James/Girl At The End Of The World
★★★★★
『Hey Ma』で活動を再開して以降のジェイムズは『Seven』の延長線上にある祝祭感あふれるギター・ロックを展開していたんだが、前作『La Petite Mort』からその色合いがまた少し変わってきたように思う。
それが傍目にも分かる形で現れているのがソングライティングのクレジットで、『Hey Ma』『The Night Before』『The Morning After』の3作は(『Seven』と同様に)ティム・ブース/ラリー・ゴット/ジム・グレニーのコア・メンバー3名による作詞作曲であったのが、前作からはティム・ブース/ラリー・ゴット/ジム・グレニー/ソール・デイヴィス/マーク・ハンターの5名による作詞作曲となっているのだ。実際、サウンドの方もエレクトロニックな要素を積極的に導入してきており、『Seven』というよりは『Millionaires』辺りを彷彿させる内容に。本作に『Millionaires』期の共同作業者であった盟友ブライアン・イーノが久しぶりに参加しているのは決して偶然なんかではないはずだ。そして、エレクトロニック化を推し進めつつも、レコーディング自体は一発録りを基本としているのがジェイムズというバンドの面白いところ。もともと彼等はジャム・セッションから楽曲を紡ぎ出していくバンドではあるのだが、本作では(特にオープニング・ナンバー「Bitch」のイントロに顕著なように)そのアンサンブルの自然発生的なニュアンスが濃厚に記録されていて非常にスリリング。改めてバンドが最高に良い状態であることを実感させてくれる。

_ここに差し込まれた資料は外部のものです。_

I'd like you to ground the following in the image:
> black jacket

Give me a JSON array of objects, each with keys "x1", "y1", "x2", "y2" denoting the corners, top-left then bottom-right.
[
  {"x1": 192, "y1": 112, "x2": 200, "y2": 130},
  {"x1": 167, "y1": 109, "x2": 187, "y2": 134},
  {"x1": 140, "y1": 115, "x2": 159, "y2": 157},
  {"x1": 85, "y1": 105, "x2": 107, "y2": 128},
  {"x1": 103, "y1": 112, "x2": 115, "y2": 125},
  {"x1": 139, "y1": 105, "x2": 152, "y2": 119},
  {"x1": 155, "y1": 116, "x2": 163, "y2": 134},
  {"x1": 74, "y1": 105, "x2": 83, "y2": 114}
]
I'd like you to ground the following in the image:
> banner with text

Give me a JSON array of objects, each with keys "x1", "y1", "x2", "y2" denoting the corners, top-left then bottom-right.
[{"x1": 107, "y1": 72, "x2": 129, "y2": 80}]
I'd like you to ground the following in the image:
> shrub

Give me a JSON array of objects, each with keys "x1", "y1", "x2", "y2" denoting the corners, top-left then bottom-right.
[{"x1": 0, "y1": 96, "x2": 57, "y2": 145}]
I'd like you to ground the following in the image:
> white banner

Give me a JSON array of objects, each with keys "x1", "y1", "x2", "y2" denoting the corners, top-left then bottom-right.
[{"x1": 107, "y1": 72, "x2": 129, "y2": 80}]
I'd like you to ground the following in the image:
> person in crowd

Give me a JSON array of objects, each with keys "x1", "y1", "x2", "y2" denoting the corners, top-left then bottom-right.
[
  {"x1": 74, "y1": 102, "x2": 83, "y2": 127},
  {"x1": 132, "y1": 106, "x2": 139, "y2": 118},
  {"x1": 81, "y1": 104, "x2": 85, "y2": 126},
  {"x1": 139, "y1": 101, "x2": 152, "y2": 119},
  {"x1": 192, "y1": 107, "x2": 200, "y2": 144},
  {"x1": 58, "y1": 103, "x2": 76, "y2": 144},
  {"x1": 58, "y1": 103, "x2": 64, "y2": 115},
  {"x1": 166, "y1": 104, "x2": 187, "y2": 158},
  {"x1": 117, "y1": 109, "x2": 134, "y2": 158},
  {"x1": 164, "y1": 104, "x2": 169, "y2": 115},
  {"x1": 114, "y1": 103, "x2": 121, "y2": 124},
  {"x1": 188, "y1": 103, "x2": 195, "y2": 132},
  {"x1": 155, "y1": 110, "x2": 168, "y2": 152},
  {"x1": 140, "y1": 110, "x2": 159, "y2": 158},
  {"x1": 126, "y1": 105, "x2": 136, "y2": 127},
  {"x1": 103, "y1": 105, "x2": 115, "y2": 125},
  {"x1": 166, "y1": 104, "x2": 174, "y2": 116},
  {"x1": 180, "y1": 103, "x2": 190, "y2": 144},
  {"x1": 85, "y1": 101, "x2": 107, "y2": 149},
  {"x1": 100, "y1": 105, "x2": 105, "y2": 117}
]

また、世界に対する強烈な怒りを生命力へと昇華させていくかのような「To My Surprise」や、若者版『夕映えの道』とでもいうべきPVも印象的な「Nothing But Love」などでドリス・レッシングの遺志を引き継ぐかのような表現が提示されているのも特筆すべき点だろう(『La Petite Mort』のブックレットに、アルバムの発表直前に亡くなった彼女への献辞が記されていたことにも注目)。やはり、ジェイムズは今の世界に必要なバンドだと思う。傑作。